2012 Chauvenet Prize Winners Announced
|December 9, 2011|
The Mathematical Association of America has selected Dennis DeTurck, Herman Gluck, Daniel Pomerleano, and David Shea Vela-Vick as the winners of the 2012 Chauvenet Prize for their article “The Four Vertex Theorem and Its Converse,” Notices of the American Mathematical Society, 54 (2007), no. 2, 192-207. Full citations and biographical information for each winner is available below.
The Chauvenet Prize is awarded to the author of an outstanding expository article on a mathematical topic. First awarded in 1925, the Prize is named for William Chauvenet, a professor of mathematics at the United States Naval Academy. It was established through a gift in 1925 from J. L. Coolidge, then MAA President. Winners of the Chauvenet Prize are among the most distinguished of mathematical expositors. Read more about the award.
The four vertex theorem is a beautiful result in global differential geometry. It says that any smooth simple closed curve in the plane must have at least four “vertices”— local extrema for the curvature function. The vertices of a (noncircular) ellipse, for example, are located where it meets its major and minor axes. The four vertex theorem was proved for convex curves in 1909 by Syamadas Mukhopadhyaya and for general curves in 1912 by Adolf Kneser.
Remarkably, the converse of the four vertex theorem is also true. Any continuous real-valued function on the circle with at least two local maxima and two local minima is the curvature function for some simple closed curve in the plane. The converse was proved for positive functions in 1971 by Herman Gluck and for arbitrary functions in 1997 by Björn Dahlberg.
The authors of this excellent expository article—Dennis DeTurck, Herman Gluck, Daniel Pomerleano, and David Shea Vela-Vick—sketch Robert Osserman’s 1985 proof of the four vertex theorem and Dahlberg’s proof of the converse.

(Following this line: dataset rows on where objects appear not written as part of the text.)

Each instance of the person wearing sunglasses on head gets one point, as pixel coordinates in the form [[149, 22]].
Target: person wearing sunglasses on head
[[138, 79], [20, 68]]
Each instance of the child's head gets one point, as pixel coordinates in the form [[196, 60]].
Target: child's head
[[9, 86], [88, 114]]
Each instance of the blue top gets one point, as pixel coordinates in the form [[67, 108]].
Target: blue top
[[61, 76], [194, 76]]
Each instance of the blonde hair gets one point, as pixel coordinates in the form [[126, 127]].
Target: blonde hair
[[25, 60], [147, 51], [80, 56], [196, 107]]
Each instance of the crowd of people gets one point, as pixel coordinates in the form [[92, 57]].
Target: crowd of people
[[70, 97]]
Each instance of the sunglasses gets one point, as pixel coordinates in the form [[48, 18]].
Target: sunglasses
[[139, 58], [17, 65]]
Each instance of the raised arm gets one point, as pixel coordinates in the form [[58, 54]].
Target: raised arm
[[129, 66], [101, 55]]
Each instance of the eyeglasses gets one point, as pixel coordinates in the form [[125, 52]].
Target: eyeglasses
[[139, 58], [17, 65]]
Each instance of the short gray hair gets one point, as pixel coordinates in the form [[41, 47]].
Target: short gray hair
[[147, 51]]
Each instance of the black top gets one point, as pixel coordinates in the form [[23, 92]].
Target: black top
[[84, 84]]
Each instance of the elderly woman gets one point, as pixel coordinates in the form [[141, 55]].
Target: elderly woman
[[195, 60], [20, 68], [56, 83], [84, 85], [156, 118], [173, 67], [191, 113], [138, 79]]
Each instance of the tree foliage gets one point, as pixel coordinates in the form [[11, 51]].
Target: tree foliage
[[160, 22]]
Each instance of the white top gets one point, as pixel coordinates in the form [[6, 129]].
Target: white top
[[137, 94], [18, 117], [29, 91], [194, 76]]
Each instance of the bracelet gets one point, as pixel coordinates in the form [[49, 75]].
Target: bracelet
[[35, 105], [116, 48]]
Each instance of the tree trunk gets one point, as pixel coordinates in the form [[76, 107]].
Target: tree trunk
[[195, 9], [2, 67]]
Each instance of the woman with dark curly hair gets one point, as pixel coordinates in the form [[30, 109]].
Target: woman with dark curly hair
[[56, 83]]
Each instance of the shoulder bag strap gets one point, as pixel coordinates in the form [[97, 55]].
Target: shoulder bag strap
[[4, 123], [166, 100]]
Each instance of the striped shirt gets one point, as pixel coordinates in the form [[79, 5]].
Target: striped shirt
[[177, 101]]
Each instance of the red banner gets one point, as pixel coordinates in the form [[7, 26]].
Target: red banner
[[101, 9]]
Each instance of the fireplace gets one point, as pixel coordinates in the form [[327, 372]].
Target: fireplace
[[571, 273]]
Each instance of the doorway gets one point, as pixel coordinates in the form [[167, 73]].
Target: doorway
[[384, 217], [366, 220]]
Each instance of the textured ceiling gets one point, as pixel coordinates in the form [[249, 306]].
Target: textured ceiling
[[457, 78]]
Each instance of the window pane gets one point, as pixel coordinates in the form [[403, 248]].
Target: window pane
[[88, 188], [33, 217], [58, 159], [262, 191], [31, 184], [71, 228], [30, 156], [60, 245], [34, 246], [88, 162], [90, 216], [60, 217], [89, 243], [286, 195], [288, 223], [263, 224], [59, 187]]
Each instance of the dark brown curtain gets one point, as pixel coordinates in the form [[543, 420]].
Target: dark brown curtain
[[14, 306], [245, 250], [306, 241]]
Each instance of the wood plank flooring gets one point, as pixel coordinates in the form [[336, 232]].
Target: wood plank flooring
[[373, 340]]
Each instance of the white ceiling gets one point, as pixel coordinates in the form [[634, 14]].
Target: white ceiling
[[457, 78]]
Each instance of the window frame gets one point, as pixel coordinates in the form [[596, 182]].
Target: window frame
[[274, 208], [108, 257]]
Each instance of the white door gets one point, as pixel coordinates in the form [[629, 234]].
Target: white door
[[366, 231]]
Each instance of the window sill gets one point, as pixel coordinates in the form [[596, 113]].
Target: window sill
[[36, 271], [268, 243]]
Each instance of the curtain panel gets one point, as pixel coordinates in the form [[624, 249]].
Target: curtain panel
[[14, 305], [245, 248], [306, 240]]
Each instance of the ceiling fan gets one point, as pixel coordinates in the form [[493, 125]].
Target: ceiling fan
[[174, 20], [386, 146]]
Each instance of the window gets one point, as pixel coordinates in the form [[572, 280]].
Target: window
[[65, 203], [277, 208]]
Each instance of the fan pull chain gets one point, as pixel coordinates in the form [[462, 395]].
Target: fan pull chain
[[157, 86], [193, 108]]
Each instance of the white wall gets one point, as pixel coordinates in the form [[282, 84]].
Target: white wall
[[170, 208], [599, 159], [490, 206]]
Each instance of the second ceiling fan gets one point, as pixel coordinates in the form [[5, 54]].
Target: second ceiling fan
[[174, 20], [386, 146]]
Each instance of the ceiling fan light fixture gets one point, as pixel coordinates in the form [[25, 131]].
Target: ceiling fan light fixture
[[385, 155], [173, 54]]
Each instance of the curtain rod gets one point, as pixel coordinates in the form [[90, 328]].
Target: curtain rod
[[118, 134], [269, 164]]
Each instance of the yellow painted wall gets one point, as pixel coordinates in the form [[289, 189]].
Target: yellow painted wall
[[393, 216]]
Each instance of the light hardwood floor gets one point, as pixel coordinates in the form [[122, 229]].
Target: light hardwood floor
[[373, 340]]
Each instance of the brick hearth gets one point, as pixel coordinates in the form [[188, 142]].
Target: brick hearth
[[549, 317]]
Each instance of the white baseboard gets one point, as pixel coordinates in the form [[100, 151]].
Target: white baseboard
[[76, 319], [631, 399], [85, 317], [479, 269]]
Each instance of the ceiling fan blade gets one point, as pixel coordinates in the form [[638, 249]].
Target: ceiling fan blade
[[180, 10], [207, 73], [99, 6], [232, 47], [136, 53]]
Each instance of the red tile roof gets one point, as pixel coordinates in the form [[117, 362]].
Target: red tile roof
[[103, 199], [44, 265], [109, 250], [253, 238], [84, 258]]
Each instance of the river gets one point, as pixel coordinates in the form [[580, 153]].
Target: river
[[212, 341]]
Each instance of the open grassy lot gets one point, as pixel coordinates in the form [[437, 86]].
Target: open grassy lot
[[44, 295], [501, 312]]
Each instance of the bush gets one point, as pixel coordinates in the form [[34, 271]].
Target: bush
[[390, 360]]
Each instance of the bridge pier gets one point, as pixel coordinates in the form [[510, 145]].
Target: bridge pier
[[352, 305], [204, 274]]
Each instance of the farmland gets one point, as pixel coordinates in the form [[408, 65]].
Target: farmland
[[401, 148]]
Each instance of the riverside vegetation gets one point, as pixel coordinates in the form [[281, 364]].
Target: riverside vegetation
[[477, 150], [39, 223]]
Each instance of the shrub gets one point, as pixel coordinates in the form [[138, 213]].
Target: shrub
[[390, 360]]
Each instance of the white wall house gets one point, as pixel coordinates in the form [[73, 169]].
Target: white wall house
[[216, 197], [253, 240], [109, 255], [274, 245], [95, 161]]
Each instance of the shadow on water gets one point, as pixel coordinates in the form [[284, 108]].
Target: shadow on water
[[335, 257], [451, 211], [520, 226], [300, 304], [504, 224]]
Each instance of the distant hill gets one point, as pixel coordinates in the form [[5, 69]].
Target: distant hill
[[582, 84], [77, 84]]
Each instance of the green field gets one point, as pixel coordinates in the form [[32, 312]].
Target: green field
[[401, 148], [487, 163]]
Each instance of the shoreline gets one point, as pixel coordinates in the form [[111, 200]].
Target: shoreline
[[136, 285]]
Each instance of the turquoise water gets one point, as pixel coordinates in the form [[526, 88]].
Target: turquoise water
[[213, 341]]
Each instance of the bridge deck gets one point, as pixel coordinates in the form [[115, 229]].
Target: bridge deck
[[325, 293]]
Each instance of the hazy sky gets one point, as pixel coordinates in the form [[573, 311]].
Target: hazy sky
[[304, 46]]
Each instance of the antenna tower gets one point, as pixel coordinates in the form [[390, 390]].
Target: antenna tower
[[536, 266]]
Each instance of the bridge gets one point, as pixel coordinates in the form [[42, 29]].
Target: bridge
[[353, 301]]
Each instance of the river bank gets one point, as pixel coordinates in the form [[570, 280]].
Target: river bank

The article ends with some generalizations of the four vertex theorem and biographical sketches of Mukhopadhyaya, Kneser, and Dahlberg.
This carefully-crafted survey has enough mathematical details to give the reader a sense of the proofs, but not so many to obscure the big picture. Experts and non-experts alike are sure to enjoy and understand this well-written and well-illustrated article. It is also a wonderful tribute to Björn Dahlberg, who passed away in early 1998, with his unpublished proof of the full converse still on his desk.
Dennis DeTurck received his Ph.D. from Penn in 1980, and after a stint at NYU returned to Penn's Mathematics Department. He is now the Dean of the College at Penn and lives with about 500 new friends on its campus in Riepe College House, for whom he bakes innumerable cookies. He can't wait to see what he and his twenty-something sons, Greg and Gary, will be when they're all grown up.
Herman Gluck was born in New York City, brought up in the Bronx, and attended Bronx High School of Science, where he co-captained the math and tennis teams, and found Doris, the love of his life. Then came NYU, with afternoon sojourns to Columbia and evening sessions at Courant, followed by marriage, graduate school at Princeton (where he worked with Ralph Fox in knot theory), and the birth of their son, Mark. This was followed by a postdoc fellowship year at Berkeley and IAS, four years at Harvard, and the birth of their daughter, Robi. Forty-five years later and counting Herman is at Penn, surrounded by fabulous colleagues, students and friends, as well as son-in-law Steve and granddaughters, Mandy and Kamila. Rich to bursting life includes tennis competition and voice lessons.
Daniel Pomerleano got his B.A. at the University of Pennsylvania in 2007 and is finishing up his Ph.D. at UC Berkeley studying mathematical physics. He enjoys playing chess and travelling to and living in new destinations and looks forward to the continuation of his mathematical journey.
Shea Vela-Vickwas born and raised in Albuquerque, New Mexico. He attended Rice University, where he received his B.A. in mathematics in 2004. It was there that he met his future wife, Monica. From Houston, Shea moved to Philadelphia to attend graduate school at the University of Pennsylvania. In 2009, he received his Ph.D. under the supervision of John B. Etnyre. He commutes to NYC where he is completing his third year as an NSF Postdoctoral Fellow at Columbia University. By day, Shea works on low-dimensional topology/geometry. By night, he changes poopie diapers for his newborn, Austin Lucas.